THE CAUSES AND INTENSITIES OF MASS EXTINCTIONS
Traditionally, the intensity of a mass extinction at the genus level has been calculated as the total number of extinctions for a mass extinction interval divided by the total diversity for the interval. There are two errors here. First, the extinction number is artificially large. Some extinctions have occurred as background extinction: been scattered throughout the interval. Also, only the number present at the end must serve as the denominator. Some workers have questioned the importance or even the reality of background extinction. However, Phanerozoic stratigraphic intervals not containing a mass extinction yield a key correlation: the longer the interval the larger the number extinctions, on average. Background extinction is significant.
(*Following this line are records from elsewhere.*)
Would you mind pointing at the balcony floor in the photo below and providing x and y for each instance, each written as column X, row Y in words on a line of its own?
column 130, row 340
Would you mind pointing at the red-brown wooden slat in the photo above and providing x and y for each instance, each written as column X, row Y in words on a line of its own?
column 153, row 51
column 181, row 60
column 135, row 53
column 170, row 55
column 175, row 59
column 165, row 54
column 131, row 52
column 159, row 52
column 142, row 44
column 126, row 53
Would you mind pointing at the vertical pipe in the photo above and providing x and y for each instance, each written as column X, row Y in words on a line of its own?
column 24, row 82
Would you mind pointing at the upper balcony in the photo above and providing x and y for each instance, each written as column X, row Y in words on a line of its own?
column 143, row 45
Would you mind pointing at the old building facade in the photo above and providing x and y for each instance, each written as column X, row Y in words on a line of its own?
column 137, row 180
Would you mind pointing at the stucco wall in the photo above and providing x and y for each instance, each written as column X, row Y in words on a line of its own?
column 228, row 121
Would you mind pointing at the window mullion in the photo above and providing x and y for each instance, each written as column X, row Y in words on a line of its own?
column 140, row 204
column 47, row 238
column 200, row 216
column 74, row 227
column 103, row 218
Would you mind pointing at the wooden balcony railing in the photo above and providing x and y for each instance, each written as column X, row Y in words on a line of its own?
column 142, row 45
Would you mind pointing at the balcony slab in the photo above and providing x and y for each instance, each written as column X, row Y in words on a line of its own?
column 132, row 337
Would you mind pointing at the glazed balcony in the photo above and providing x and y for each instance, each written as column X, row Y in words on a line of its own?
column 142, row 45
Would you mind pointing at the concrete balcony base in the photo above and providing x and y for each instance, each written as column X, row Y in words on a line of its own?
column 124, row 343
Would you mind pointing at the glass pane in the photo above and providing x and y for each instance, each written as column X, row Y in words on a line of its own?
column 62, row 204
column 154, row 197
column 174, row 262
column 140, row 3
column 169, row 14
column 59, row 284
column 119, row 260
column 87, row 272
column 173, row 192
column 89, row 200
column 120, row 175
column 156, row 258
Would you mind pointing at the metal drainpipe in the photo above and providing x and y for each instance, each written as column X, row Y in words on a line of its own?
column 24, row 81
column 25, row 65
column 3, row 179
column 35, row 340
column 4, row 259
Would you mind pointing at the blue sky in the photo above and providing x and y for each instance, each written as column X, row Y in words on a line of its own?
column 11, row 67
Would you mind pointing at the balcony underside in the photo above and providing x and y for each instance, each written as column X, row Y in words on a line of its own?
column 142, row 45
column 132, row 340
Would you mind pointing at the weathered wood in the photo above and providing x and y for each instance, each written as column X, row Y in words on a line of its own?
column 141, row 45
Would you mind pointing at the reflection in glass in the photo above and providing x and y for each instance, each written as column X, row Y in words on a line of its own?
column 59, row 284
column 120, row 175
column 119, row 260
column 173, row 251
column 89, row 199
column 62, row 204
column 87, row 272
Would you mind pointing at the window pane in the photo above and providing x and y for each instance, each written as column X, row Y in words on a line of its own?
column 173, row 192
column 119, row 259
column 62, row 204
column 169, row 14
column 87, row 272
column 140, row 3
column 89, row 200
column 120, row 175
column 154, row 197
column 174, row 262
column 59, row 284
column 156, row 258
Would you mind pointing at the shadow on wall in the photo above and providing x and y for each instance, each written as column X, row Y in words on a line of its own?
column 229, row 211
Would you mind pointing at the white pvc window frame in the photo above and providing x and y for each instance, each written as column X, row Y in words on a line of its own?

A new technique for estimating background extinction rates for mass extinction intervals yields lower estimates for magnitudes of mass extinctions than those previously published. Dave Raup’s calculations were too high, in part because he innocently combined data for the Middle and Late Permian. His invention of the rarefaction technique for estimating species losses in mass extinctions was brilliant. However he assumed that extinctions struck higher taxa randomly, when they did not. Thus, I have made rarefaction calculations for individual taxa and calculated the overall percentage of losses via a weighted average. This correction lowers most estimates for species losses. The terminal Permian event did not eliminate 90 or 95% of marine species. The percentage was closer to 80%. Furthermore, more than 100 marine orders survived into the Triassic. The terminal Permian event did on nearly eliminate life on Earth!